Lucien Sève’in Dönüşü: Çağdaş Marksizmin Antropolojik Uğrağına Dair


Lisans-üstü eğitim aldığım üniversitedeyken, Lucien Sève hakkında bildiğim tek bir şey vardı ki ondan da pek emin değildim. Sève’i, Louis Althusser’in Komünist Parti’deki muhataplarından biri olarak tanımış ve sanırım onu o dönem kafamda bir tür apartçik olarak hayal etmiştim. Sève’e dair bu imgeyi çok yakın bir zamanda, Yves Schwartz ve tabi ki Isabell Garo ve André Tosel’i okuduktan sonra değiştirebildim. Bana öyle geliyor ki Balibar ve Virno’nun yapıtlarında görülen çağdaş Marksizm’in antropolojik uğrağıyla ortak özellikleri ve bu uğrağı öngörmesi okuduğum kadarıyla Sève’in çalışmasının en çarpıcı yanı.

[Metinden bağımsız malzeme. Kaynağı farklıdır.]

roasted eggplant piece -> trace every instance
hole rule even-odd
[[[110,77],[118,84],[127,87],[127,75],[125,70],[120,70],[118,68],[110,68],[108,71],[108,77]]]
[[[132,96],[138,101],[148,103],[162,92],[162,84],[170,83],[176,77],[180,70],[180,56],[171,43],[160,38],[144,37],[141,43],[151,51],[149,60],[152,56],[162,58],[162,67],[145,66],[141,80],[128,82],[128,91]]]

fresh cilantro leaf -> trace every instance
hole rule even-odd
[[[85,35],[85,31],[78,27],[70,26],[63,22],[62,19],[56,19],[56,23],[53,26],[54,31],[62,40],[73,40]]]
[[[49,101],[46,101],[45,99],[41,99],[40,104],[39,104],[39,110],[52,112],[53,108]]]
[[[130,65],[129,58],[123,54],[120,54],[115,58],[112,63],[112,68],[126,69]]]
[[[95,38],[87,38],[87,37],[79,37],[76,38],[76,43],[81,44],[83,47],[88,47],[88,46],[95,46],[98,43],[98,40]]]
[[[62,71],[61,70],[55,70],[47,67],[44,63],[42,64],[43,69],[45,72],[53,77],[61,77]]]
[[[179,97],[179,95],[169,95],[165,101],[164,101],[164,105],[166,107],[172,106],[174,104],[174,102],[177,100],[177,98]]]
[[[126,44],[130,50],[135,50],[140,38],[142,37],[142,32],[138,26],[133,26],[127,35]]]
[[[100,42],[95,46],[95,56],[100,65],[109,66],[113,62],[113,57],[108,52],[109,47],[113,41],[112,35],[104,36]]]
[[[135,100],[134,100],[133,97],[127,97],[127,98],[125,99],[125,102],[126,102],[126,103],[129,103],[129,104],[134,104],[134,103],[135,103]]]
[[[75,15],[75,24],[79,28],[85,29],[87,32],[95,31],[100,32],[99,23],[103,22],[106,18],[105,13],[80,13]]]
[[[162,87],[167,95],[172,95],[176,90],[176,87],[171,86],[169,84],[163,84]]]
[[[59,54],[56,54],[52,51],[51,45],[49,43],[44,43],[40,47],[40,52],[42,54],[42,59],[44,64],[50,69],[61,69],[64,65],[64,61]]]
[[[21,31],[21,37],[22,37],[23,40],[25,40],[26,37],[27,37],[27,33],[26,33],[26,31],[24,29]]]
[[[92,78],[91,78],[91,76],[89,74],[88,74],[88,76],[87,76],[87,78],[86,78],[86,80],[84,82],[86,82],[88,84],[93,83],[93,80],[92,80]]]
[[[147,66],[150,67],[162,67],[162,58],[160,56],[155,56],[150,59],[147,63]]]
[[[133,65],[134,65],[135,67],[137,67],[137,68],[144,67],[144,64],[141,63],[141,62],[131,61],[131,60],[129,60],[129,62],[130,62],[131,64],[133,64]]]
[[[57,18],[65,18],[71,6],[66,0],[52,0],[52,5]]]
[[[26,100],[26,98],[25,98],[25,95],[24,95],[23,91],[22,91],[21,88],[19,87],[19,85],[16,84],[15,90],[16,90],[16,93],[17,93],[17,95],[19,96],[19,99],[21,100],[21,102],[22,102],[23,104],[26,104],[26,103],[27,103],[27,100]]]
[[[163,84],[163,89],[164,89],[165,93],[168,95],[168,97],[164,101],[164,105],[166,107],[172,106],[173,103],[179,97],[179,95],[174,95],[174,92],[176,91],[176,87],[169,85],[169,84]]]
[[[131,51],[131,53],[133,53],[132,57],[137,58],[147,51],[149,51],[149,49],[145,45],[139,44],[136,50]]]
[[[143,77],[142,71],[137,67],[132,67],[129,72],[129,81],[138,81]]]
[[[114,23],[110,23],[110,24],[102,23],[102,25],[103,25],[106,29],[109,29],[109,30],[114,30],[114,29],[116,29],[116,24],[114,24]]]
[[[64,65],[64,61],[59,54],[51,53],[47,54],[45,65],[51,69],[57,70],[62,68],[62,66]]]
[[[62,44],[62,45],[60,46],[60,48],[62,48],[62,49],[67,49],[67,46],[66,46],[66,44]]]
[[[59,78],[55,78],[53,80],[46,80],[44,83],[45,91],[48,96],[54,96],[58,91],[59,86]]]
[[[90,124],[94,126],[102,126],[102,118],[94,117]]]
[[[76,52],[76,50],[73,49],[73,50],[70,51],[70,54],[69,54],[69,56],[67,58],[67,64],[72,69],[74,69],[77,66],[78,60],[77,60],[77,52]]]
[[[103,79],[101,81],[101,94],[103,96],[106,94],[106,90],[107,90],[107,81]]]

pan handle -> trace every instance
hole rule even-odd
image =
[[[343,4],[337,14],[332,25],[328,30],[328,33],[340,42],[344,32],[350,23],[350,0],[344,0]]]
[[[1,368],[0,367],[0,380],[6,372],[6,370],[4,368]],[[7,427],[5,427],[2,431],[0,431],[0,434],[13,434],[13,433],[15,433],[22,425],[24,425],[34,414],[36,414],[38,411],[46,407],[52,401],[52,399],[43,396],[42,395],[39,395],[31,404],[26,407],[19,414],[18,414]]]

Sève’in Marxisme et Théorie de Personalité [Marksizm ve Kişilik Teorisi] isimli çalışması, alışılmadık bir konum alarak Marksist, yani materyalist bir insan kişiliği ve yaşamı mefhumu sunmaktadır. Bunu her şeyden önce bizzat psikolojinin imkanını reddederek yapar. Söz konusu olan Feuerbach üzerine meşhur altıncı tezin bir okumasıdır, Marx bu tezde şunları yazmaktadır: “insan özü, tek tek bütün bireylere içkin bir soyutlama değildir. Gerçekte, sosyal ilişkilerin bütünüdür.” Bu, psikolojinin temelinde yatan o çürük önermeyi, yani “genel olarak ele alınan birey” önermesini bilfiil ortaya çıkarır. Önermenin öne sürdüğü gibi hem birey hem de genelleştirilebilir olmak bir tür oksimorondur. Sève’in dediği gibi “bu mantıksal garabet, soyut “genel birey”, kişilik psikolojisinin yüz kızartıcı sırrıdır”.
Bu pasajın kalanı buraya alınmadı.